Ça fait des années que j’ai peur de passer sous les viaducs, que je retiens mon souffle sur les ponts, que je crains les tunnels. Il y a un nom pour ce genre de phobie, et même plusieurs. Je suis atteinte de géphyrophobie (peur de franchir les ponts), d’anthropophobie (peur de l’Homme), d’atélophobie (peur de l’imperfection). Et plus récemment, de lalophobie, peur des discours.

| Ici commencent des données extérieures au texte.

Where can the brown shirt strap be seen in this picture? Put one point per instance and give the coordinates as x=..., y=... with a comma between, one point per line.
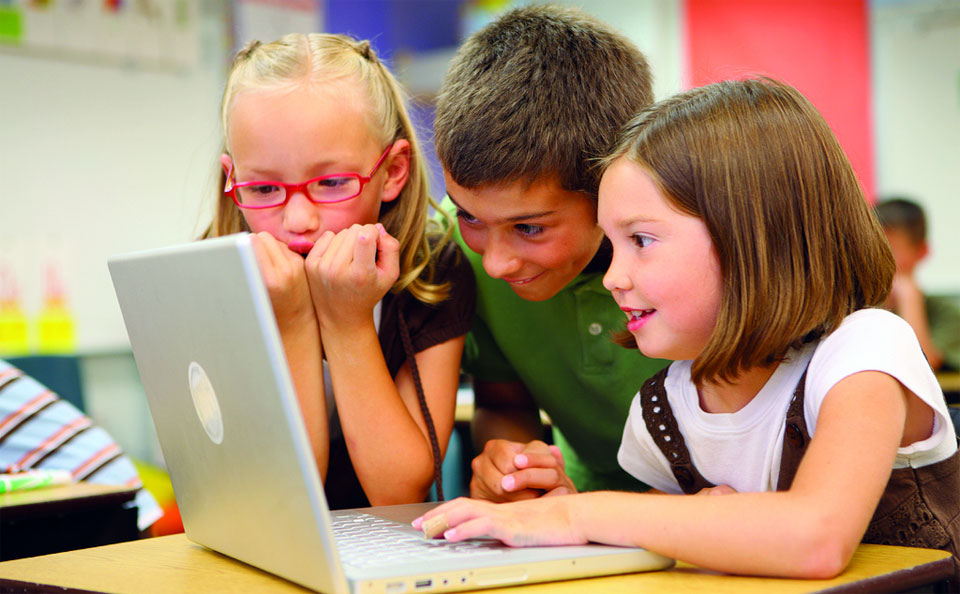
x=795, y=437
x=662, y=426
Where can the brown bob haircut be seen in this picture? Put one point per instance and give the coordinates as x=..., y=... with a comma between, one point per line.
x=799, y=248
x=541, y=91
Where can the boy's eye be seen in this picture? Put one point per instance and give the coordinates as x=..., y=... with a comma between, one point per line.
x=462, y=214
x=529, y=230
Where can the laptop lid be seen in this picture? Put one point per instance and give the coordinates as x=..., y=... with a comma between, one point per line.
x=213, y=368
x=214, y=371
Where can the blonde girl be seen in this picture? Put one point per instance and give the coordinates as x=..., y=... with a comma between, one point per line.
x=321, y=163
x=744, y=251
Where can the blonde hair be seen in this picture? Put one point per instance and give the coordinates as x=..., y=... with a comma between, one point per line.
x=799, y=248
x=322, y=57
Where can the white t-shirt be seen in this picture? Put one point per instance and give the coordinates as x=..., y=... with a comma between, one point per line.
x=743, y=449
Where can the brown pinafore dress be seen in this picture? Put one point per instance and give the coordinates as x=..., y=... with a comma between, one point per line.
x=920, y=507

Dans la foulée d’autres chroniqueurs, je suis à la fois stupéfiée et indignée. Moi aussi, je me suis demandé hier ce que ça prenait pour qu’un ministre démissionne. Parlons-en du ministre Hamad, il a été bien « briefé ». « Je comprends que… », « Je comprends que la population… », « Je comprends l’inquiétude… », « Je comprends… » tous les quatre mots. J’aimerais comprendre moi aussi. Il persiste des zones d’ombre importantes. Trop facile de s’en sortir en prétendant qu’on va poursuivre le privé. Et hop! Une pirouette et un numéro de danse à claquette et ils oublieront tout. Les moutons vont continuer à emprunter les routes de l’abattoir et à bêler gentiment.

Sommes-nous à ce point devenus une république de taouins menée par une industrie (et un gouvernement) qui a de beaux jours devant elle et n’a pas à redouter une enquête que le public réclame à grands cris? Sommes-nous les Népalais du système routier nord-américain?

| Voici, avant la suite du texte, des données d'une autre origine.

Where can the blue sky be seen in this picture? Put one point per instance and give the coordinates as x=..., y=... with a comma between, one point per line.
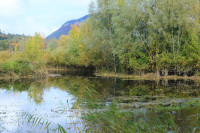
x=43, y=16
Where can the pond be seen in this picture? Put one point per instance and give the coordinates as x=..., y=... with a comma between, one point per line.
x=50, y=104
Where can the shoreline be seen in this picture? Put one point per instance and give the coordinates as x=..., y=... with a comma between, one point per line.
x=149, y=76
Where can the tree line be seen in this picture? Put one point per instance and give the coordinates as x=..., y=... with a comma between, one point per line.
x=129, y=36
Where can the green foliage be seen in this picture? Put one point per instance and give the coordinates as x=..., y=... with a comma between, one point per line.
x=114, y=120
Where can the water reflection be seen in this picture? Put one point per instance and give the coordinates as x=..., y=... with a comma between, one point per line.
x=46, y=98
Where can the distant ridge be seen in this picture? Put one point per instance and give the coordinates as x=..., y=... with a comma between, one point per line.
x=66, y=27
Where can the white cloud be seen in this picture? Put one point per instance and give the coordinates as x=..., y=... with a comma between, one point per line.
x=11, y=8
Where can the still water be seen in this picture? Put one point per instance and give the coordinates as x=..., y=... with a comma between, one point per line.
x=64, y=100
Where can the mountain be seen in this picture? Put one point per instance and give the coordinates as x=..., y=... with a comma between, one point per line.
x=66, y=27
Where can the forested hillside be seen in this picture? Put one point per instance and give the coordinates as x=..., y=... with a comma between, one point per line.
x=135, y=37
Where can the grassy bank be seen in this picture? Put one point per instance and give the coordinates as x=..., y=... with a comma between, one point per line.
x=149, y=76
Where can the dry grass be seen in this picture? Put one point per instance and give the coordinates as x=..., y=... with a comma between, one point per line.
x=149, y=76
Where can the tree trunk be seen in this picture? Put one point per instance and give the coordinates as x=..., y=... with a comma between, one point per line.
x=185, y=74
x=157, y=73
x=166, y=72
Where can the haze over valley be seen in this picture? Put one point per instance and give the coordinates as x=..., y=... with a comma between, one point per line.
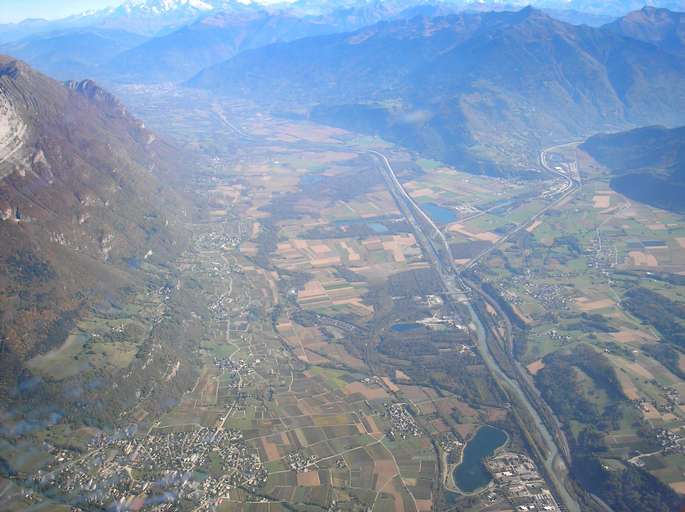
x=352, y=255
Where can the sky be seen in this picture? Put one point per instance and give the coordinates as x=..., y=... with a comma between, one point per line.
x=17, y=10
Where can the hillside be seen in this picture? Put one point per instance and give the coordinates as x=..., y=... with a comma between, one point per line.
x=660, y=27
x=648, y=164
x=84, y=196
x=470, y=88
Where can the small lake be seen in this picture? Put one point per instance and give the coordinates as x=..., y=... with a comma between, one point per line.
x=405, y=327
x=471, y=474
x=439, y=213
x=375, y=226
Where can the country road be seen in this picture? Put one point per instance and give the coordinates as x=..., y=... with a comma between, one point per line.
x=555, y=466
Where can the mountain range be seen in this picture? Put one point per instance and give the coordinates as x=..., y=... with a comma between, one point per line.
x=84, y=192
x=647, y=164
x=471, y=88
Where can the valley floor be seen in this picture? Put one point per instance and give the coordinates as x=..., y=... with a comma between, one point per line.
x=332, y=375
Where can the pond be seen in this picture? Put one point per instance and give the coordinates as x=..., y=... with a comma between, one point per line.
x=438, y=213
x=472, y=474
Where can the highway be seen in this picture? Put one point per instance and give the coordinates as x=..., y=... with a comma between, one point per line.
x=555, y=466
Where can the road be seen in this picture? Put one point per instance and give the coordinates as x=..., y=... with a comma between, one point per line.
x=554, y=464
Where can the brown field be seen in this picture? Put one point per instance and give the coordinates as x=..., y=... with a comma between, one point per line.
x=400, y=375
x=424, y=505
x=370, y=393
x=628, y=386
x=535, y=366
x=271, y=450
x=584, y=304
x=533, y=226
x=643, y=259
x=601, y=201
x=632, y=336
x=308, y=479
x=635, y=368
x=678, y=487
x=485, y=235
x=391, y=385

J’ai traversé des ponts suspendus faits de corde et de bois enjambant des ravins dans les montagnes de l’Himalaya. J’avais aussi peur à ce moment-là que j’ai peur d’embarquer sur le pont Champlain ou de prendre le tunnel Ville-Marie (ou Louis-H) aujourd’hui. Pourquoi? Pas seulement parce que le Népal est un des pays les plus pauvres au monde, sans moyens et sans instruction. Parce que le prix d’une vie au Népal ne vaut pas cher. Un mort, deux morts, quelle importance? Nous en sommes là ici aussi…

Être imputable me semble la moindre des choses même s’il n’y a pas encore eu mort d’homme.